More than 80 percent of both genders agree that women are more compulsive about shopping than men. In particular, young women 18-34 are more likely to be “addicted” with 73 percent agreeing that they “love shopping and buying things” and (24 percent) confessing that their friends think they are a shopaholic. Furthermore, men tend to spend money on bigger ticket items such as cars, car accessories and electronic gadgets, while women spend more on makeup, clothing, shoes and fashion accessories.
Reasons for Compulsive Shopping
The reasons for adults compulsive shopping seem to be two-fold with the study finding 74 percent blaming America’s materialistic culture and others believing emotional issues are the root cause:
• 72 percent think compulsive shoppers are unhappy
• 68 percent think compulsive shoppers are stressed
• 66 percent think compulsive shoppers are lonely
• 55 percent say shopping is a good way to cheer up
• 45 percent say shopping is a good way to relieve stress
Does Digital and Social Media Fuel the Habit?

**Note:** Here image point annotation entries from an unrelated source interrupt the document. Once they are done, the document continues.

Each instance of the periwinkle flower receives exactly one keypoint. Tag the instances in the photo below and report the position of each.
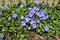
(35, 8)
(8, 24)
(36, 1)
(0, 13)
(38, 21)
(34, 26)
(32, 22)
(32, 11)
(45, 17)
(30, 8)
(42, 11)
(29, 15)
(21, 6)
(1, 35)
(46, 28)
(9, 18)
(27, 19)
(4, 7)
(23, 23)
(22, 17)
(37, 13)
(14, 15)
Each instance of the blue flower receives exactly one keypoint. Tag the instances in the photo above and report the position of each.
(4, 7)
(42, 11)
(21, 6)
(27, 19)
(29, 15)
(34, 26)
(32, 22)
(38, 21)
(14, 15)
(23, 23)
(36, 1)
(0, 13)
(9, 18)
(8, 24)
(35, 8)
(1, 35)
(32, 11)
(45, 17)
(38, 14)
(46, 28)
(22, 17)
(29, 8)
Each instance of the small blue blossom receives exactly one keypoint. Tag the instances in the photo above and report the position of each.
(21, 6)
(14, 15)
(45, 17)
(32, 11)
(29, 15)
(23, 23)
(0, 13)
(22, 17)
(32, 22)
(4, 7)
(42, 11)
(29, 8)
(9, 18)
(38, 21)
(36, 1)
(34, 26)
(46, 28)
(27, 19)
(35, 8)
(1, 35)
(37, 13)
(8, 24)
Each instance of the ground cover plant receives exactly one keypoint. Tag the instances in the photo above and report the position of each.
(18, 20)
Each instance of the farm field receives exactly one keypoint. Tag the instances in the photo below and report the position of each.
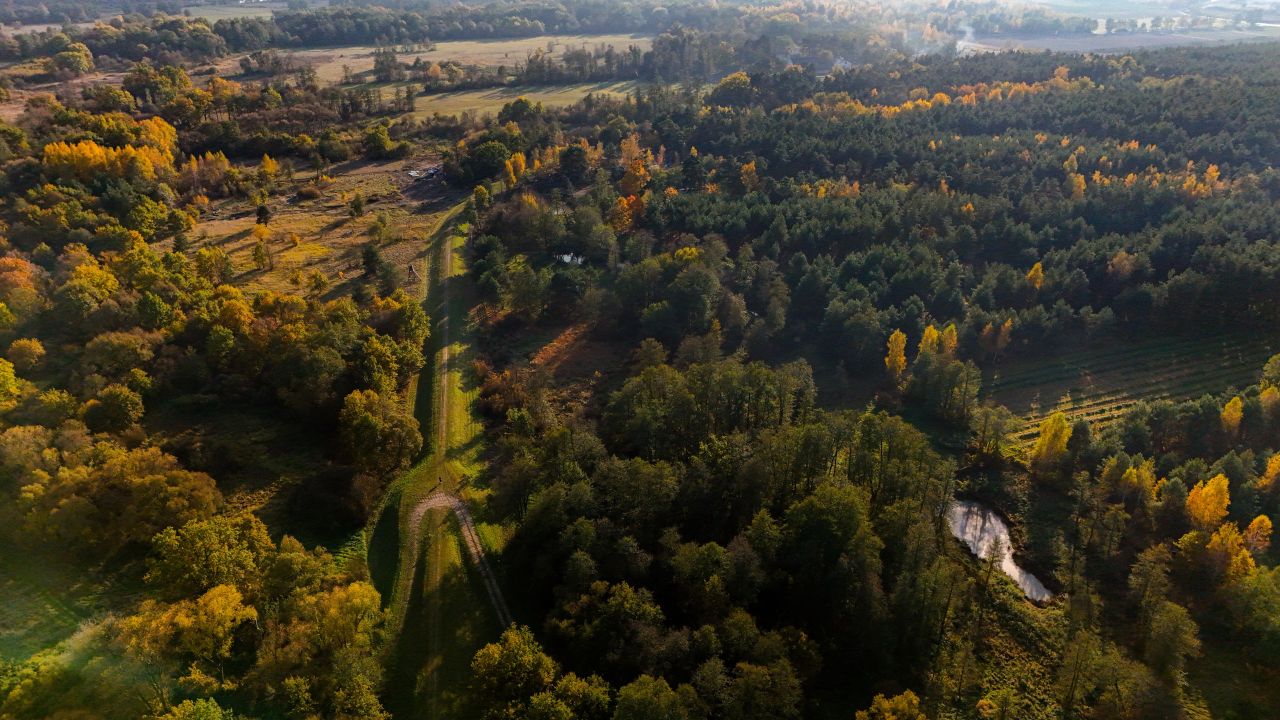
(492, 99)
(1124, 42)
(328, 238)
(1100, 383)
(329, 63)
(233, 10)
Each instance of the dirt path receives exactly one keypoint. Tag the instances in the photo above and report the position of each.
(424, 621)
(475, 548)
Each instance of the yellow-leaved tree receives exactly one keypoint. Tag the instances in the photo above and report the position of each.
(1232, 415)
(1051, 445)
(1257, 536)
(1036, 276)
(950, 338)
(1207, 502)
(895, 360)
(931, 342)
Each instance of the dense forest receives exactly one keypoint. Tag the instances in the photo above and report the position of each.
(727, 347)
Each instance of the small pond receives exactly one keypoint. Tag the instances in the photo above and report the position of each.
(982, 529)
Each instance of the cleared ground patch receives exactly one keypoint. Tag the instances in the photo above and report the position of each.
(1100, 383)
(320, 236)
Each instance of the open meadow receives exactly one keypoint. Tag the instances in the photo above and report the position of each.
(492, 99)
(333, 63)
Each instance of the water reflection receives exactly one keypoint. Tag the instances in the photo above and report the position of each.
(982, 531)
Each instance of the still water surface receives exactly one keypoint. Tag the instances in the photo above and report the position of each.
(983, 531)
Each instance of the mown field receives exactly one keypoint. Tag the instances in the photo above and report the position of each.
(234, 10)
(1100, 383)
(490, 100)
(332, 63)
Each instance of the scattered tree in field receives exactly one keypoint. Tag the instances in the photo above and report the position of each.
(379, 436)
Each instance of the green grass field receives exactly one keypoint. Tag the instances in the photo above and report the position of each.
(1100, 383)
(440, 614)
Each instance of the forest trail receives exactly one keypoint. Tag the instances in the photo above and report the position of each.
(437, 611)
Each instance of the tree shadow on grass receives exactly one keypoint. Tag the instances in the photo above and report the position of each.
(429, 679)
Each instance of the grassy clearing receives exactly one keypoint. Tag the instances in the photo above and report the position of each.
(45, 601)
(333, 63)
(439, 607)
(329, 240)
(1101, 383)
(490, 100)
(214, 13)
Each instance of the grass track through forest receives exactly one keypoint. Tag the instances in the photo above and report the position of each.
(444, 600)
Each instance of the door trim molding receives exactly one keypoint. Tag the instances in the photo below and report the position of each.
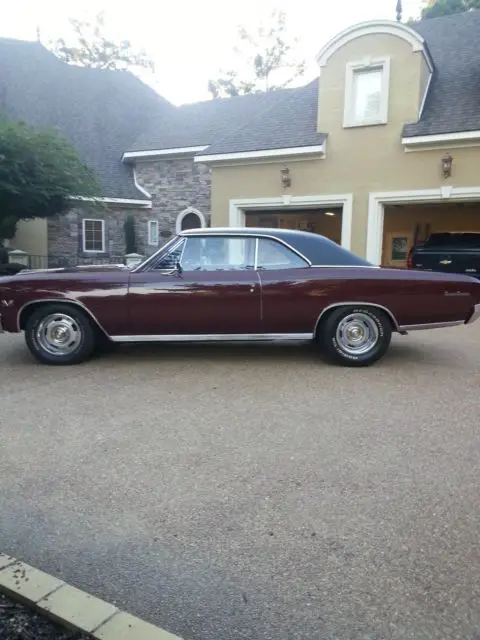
(378, 200)
(219, 337)
(239, 206)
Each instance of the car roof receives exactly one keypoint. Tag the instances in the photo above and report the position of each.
(317, 249)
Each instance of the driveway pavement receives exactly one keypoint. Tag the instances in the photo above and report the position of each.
(255, 493)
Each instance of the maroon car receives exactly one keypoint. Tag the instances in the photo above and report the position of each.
(234, 285)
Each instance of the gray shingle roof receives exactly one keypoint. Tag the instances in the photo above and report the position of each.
(453, 102)
(291, 121)
(202, 123)
(101, 112)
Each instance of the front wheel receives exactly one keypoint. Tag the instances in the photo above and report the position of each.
(355, 336)
(59, 334)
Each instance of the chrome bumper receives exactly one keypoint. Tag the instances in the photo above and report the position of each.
(475, 316)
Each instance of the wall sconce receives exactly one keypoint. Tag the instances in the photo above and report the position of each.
(285, 177)
(447, 162)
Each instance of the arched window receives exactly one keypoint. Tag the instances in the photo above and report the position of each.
(190, 218)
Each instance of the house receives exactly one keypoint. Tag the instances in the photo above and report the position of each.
(381, 149)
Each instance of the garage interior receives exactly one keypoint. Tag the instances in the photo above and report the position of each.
(325, 221)
(404, 225)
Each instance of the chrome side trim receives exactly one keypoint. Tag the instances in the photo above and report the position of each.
(356, 303)
(431, 325)
(61, 301)
(475, 315)
(217, 337)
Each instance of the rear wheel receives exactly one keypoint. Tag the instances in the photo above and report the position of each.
(355, 336)
(59, 334)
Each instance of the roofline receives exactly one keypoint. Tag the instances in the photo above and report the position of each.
(459, 136)
(145, 204)
(263, 153)
(371, 27)
(154, 153)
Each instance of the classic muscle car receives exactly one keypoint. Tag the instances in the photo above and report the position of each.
(235, 284)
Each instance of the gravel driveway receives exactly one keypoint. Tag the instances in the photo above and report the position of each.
(258, 493)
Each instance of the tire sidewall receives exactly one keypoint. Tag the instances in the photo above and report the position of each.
(335, 350)
(83, 350)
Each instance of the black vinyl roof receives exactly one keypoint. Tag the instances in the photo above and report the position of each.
(318, 249)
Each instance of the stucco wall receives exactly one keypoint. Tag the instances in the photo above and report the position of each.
(359, 160)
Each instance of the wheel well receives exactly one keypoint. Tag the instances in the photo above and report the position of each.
(327, 312)
(30, 309)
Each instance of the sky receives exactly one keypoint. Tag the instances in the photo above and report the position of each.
(190, 40)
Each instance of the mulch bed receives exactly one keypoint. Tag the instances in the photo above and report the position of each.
(20, 623)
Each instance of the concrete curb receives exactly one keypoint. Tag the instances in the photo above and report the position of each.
(71, 606)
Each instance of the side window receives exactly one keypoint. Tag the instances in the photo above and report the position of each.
(215, 253)
(171, 259)
(275, 255)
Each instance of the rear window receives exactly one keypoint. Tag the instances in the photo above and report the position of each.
(453, 239)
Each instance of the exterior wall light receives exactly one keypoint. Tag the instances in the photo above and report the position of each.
(447, 162)
(285, 177)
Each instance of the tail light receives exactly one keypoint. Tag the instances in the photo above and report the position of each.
(410, 258)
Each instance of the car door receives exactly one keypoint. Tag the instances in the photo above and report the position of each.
(292, 294)
(202, 286)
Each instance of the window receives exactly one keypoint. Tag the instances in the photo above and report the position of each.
(170, 260)
(366, 93)
(153, 232)
(94, 235)
(274, 255)
(218, 254)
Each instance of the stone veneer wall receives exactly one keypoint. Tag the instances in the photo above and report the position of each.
(65, 243)
(174, 186)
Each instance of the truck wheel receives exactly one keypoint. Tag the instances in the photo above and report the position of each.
(355, 336)
(60, 334)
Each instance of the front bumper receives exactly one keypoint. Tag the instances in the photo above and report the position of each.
(475, 315)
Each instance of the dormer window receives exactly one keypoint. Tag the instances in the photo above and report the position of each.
(366, 92)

With today’s growing digital landscape, access to online and mobile shopping sites is a huge contributor to the compulsive shopping habits of Americans. A whopping 88 percent shop online, and cite the following reasons:
• 79 percent because of its convenience and ability to locate hard to find items
• 64 percent agree that it is much easier to spend money online versus brick-and-mortar stores
• 26 percent because they are bored
Drastically growing as a convenient way to make purchases, 20 percent of adults buy things via mobile devices, and mention the following reasons:
• 58 percent said because of its convenience
• 28 percent said when they are bored
In addition, 21 percent of adults enjoy friending brands on Facebook and young women 18-34 are most likely to subscribe to an “online deal” site such as Gilt Groupe, Rue La La or Hautelook (41 percent).
About Oxygen’s New Docu-Series “My Shopping Addiction”
Oxygen’s authentic new docu-series, “My Shopping Addiction,” gives viewers an inside look at what happens when their shopping obsession causes their finances and lives to spiral out of control. Each hour-long episode follows two different shopping addicts that will be forced to face their problem head on with the help of a clinical psychologist who will guide them on the road to recovery. On Monday, October 15 at 11pm ET/PT, the premiere episode will follow Heather, whose shopping addiction began 10 years ago after she inherited a large sum of money from her grandmother. Heather has spent hundreds of thousands of dollars shopping and if she’s not careful, she could lose it all. The episode also captures Roshanda, who borrows money from friends and family in order to pack her home full of products from the 99 cent store. With the help of psychologists, Dr. Ramani and Dr. David Tolin, these women will be forced to face their issues and get to the bottom of their addiction once and for all.
“My Shopping Addiction” is produced by Screaming Flea Productions with Matt Chan, Jodi Flynn and Jeff Kuntz serving as Executive Producers.